Quoting "Mike C": The only way Kimball's generalized suggestions will work is if you compute TWO hashes per row. That might be why he indicated you'd be computing "hashes" in your quote above.

Consider the process. You have an inbound row. The first step is you need to locate the matching row (based on natural key/business key) in the target dimension table. You can generate a hash of the natural key/business key column(s) for this purpose. In that instance it makes sense to create an index with that hash column as the leading column. Apart from that it makes no sense at all. This provides no better cardinality than a unique constraint on the natural key/business key columns. Very rarely have I encountered natural keys in dimension tables that were "dozens of columns".
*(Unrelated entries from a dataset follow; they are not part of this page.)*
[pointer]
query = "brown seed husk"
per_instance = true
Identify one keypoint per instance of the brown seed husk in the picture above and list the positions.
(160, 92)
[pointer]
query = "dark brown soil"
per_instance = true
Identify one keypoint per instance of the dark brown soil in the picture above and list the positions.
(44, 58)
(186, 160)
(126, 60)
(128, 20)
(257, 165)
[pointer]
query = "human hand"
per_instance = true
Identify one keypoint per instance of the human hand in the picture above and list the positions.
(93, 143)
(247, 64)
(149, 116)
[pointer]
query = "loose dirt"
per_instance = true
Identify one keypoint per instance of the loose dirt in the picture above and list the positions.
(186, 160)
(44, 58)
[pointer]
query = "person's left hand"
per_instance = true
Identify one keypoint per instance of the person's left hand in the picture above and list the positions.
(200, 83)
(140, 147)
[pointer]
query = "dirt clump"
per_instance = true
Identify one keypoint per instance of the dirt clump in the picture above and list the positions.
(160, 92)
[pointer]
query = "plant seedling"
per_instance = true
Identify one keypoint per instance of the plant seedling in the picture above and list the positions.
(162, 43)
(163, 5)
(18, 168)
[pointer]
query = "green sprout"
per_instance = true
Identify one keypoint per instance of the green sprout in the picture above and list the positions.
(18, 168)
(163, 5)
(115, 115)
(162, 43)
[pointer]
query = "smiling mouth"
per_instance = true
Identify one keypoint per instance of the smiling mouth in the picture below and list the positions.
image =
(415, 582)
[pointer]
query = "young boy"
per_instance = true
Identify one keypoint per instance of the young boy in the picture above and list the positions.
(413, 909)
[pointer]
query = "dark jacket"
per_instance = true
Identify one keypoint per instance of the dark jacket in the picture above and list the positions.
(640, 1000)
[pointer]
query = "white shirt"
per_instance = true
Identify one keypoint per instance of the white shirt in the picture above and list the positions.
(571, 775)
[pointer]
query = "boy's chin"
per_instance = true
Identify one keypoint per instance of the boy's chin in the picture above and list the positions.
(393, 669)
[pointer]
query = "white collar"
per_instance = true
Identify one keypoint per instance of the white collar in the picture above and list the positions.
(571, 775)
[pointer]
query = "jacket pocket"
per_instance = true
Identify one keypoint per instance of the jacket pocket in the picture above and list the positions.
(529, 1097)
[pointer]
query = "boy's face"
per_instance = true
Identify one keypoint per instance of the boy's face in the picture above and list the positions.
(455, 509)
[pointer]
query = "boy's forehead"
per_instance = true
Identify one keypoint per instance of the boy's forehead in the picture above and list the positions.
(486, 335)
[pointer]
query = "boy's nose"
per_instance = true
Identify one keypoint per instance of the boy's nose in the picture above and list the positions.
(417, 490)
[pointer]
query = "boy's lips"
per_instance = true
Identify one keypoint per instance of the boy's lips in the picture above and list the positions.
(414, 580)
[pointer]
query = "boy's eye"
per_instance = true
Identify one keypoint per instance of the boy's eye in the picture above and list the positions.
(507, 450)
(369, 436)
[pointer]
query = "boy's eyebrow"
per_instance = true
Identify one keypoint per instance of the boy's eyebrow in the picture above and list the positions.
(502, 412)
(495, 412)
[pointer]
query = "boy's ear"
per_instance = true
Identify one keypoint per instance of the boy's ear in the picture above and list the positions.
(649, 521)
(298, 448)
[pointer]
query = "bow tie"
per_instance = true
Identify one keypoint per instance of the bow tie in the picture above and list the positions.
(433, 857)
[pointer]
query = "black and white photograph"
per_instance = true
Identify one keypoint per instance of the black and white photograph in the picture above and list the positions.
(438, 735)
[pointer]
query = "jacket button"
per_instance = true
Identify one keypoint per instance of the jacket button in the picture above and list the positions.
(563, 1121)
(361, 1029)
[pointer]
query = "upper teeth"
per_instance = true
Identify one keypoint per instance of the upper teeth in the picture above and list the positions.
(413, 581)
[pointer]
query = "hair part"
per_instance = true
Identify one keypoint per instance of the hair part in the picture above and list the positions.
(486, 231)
Now consider the second step which is to determine whether the non-key columns of an existing row have changed. For this you need to calculate a hash on the non-key columns and compare. Once you've located your data in the table with the first hash you have to comape the non-key column hashes to actually detect changes. Cardinality is not an issue at that point, you're comparing 1 column of 1 row to 1 column of 1 row.

I take exception to Kimball's point about the efficiency of comparing one (binary) string value, etc., for this reason: your natural key for a dimension might be an integer, a varchar(10) or even some combination of fields like (int, int, char(4)). An MD5 hash is 16 bytes long. An int is 4 bytes long. It's doubtful you'll achieve better performance comparing one 16 byte binary column as opposed to comparing one (or two or three or four) int columns, char(4) columns, etc.

Kimball writes some interesting books, from an academic perspective. If you really want to see how and if it works in the real world, implement it yourself and give it a go.